Akşam Güneşi, Türk edebiyatının usta kalemi Reşat Nuri Güntekin'in 1926 yılında yayımlanan önemli eserlerinden biridir. Yazarın karakter tahlillerindeki derinlik ve toplumsal gözlem gücünü yansıtan bu roman, dönemin sosyal yapısı içinde geçen dokunaklı bir aşk ve ihanet öyküsü anlatır.
Roman, idealist bir öğretmen olan Feride ile başarılı doktor Selim'in mutlu nişanlılık dönemini anlatarak başlar. İki genç, modern ve aydınlık bir gelecek hayali kurmaktadır. Feride, öğretmenlik yapacağı Anadolu'ya gitmek için heyecan duyarken, Selim de tıp alanındaki kariyerine odaklanmıştır.
Feride'nin yakın arkadaşı Leyla, bu mutlu tabloyu bozan karakterdir. Leyla, Selim ile Feride arasına girerek, onları birbirinden uzaklaştırmaya çalışır. Zamanla Selim'in duyguları Leyla'ya kayar ve bu durum Feride'yi derinden yaralar. Yaşanan ihanet, Feride'nin dünyasını altüst eder.
Feride, hayal kırıklığı ve acı içinde nişanı atar. Hem aşkı hem de en yakın arkadaşı tarafından ihanete uğramıştır. Bu travma, onun hayata ve insanlara bakışını tamamen değiştirir. Roman, Feride'nin bu yıkımdan sonra kendi iç dünyasında ve mesleğinde anlam arayışını konu alır.

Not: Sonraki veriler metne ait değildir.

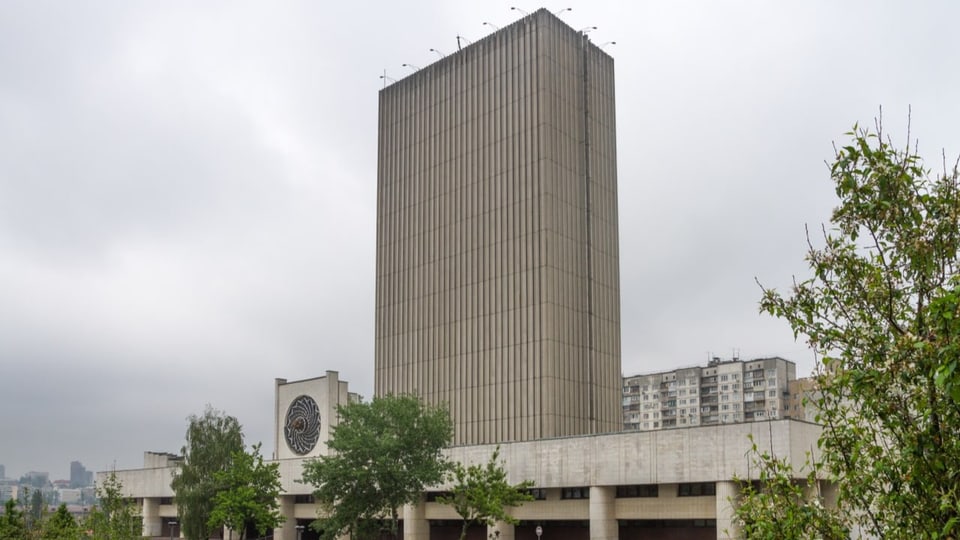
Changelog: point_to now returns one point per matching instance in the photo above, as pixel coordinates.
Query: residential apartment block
(723, 392)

Reşat Nuri Güntekin, bu romanda da realist ve psikolojik tahlillere dayalı akıcı bir anlatım sergiler. Karakterlerin iç dünyalarını, ikilemlerini ve çatışmalarını olağanüstü bir duyarlılıkla işler. Dönemin sosyal yaşamına dair gözlemleri, romanı sadece bir aşk hikâyesi olmaktan çıkarıp toplumsal bir belge haline getirir.
Akşam Güneşi, Türk edebiyatında "kadın psikolojisi"ni derinlemesine işleyen ilk romanlardan biri olarak kabul edilir. Feride karakteri üzerinden, dönemin aydın Türk kadınının yaşadığı duygusal ve sosyal çelişkiler başarıyla yansıtılır. Roman, okuyucuyu bir aşk hikâyesinin ötesinde, insan ilişkilerinin karmaşıklığı, güvenin kırılganlığı ve hayata yeniden başlama cesareti üzerine düşündüren zamansız bir eserdir.
Reşat Nuri'nin bu kitabı, yazarın diğer büyük eserleri Çalıkuşu ve Yaprak Dökümü ile birlikte, Türk romanının klasikleri arasında sağlam bir yer edinmiştir.